Legitimate, financially supported survivorship relies on kinship models. Specifically, marriage entitles one to benefits, some of which I have mentioned already: insurance, or increased odds of insurance, through a spouse’s employer; survivors’ benefits for the spouse, such as Social Security; and government and employer benefits for children. Quite distinct from individual success and hard work, these selective gifts result not from performance but from kinship. They also shore up the notion that some lives are more worth living than others and some lifespans more worthy of completion (if only by proxy). To put it coldly and without ascribing intent, not everyone deserves to survive or to be survived.
The early-detection trope routes the promise of a cancerless world through the fetishized child and the market (pay now, save later) and consolidates the notion that the problem of cancer can be solved through these ideals, rather than seeing them as part of the problem. The ACS ad shrugs off the same questions that all early-detection ads do: about missed cancers (especially in this mother’s age group), about the expense of treatment, about the causes of the disease. It also describes cancer as white and straight, and early detection as a duty of individuals and in the interests of the state. Given the conservatism of the ACS (some of the country’s top industrialists have served on its board of directors), one would not expect something so radical as a prevention statement that focused on the chemical, industrial, and medical causes of cancer. Still, the ad does more than not make waves; it erases the underlying politics of the disease.
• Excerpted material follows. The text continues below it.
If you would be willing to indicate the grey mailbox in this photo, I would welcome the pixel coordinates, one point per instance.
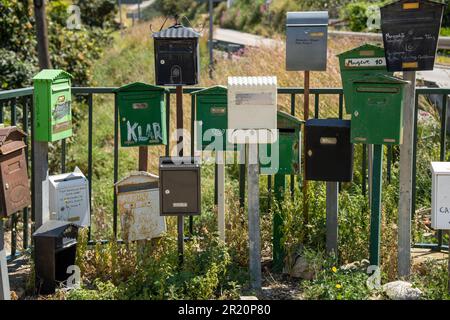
(306, 41)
The market relies on a notion of the future, which in turn drives ideas about expected lifespan. Retirement and children, the two carrots of futurity, are the key symbols of a life well lived. The productive reproductive young adult takes center stage in these ideals. Early-detection campaigns also play on some version of the defining market ideology of “pay a little now, save a lot later,” coming close to promising that, despite everything, we can succeed against cancer, both as individuals and as a society. But the disease also enables a unique insight into the disparities in the distribution of goods underwritten by the fantasies of fairness that justify the market.
Despite cancer culture’s nearly panicked generation of future thinking, the disease places futures radically in danger. In the United States, the redistribution that cancer entails—the massive expenses incurred and the mammoth profits made—puts the whole system at risk of failure. Lance’s poker face shamefacedly disguises the cancer that threatens the underwriting ideologies and promises of the market (lifespan, futurity, deferral). A culture may not have cells that can divide, but cancer has it by the pocketbook.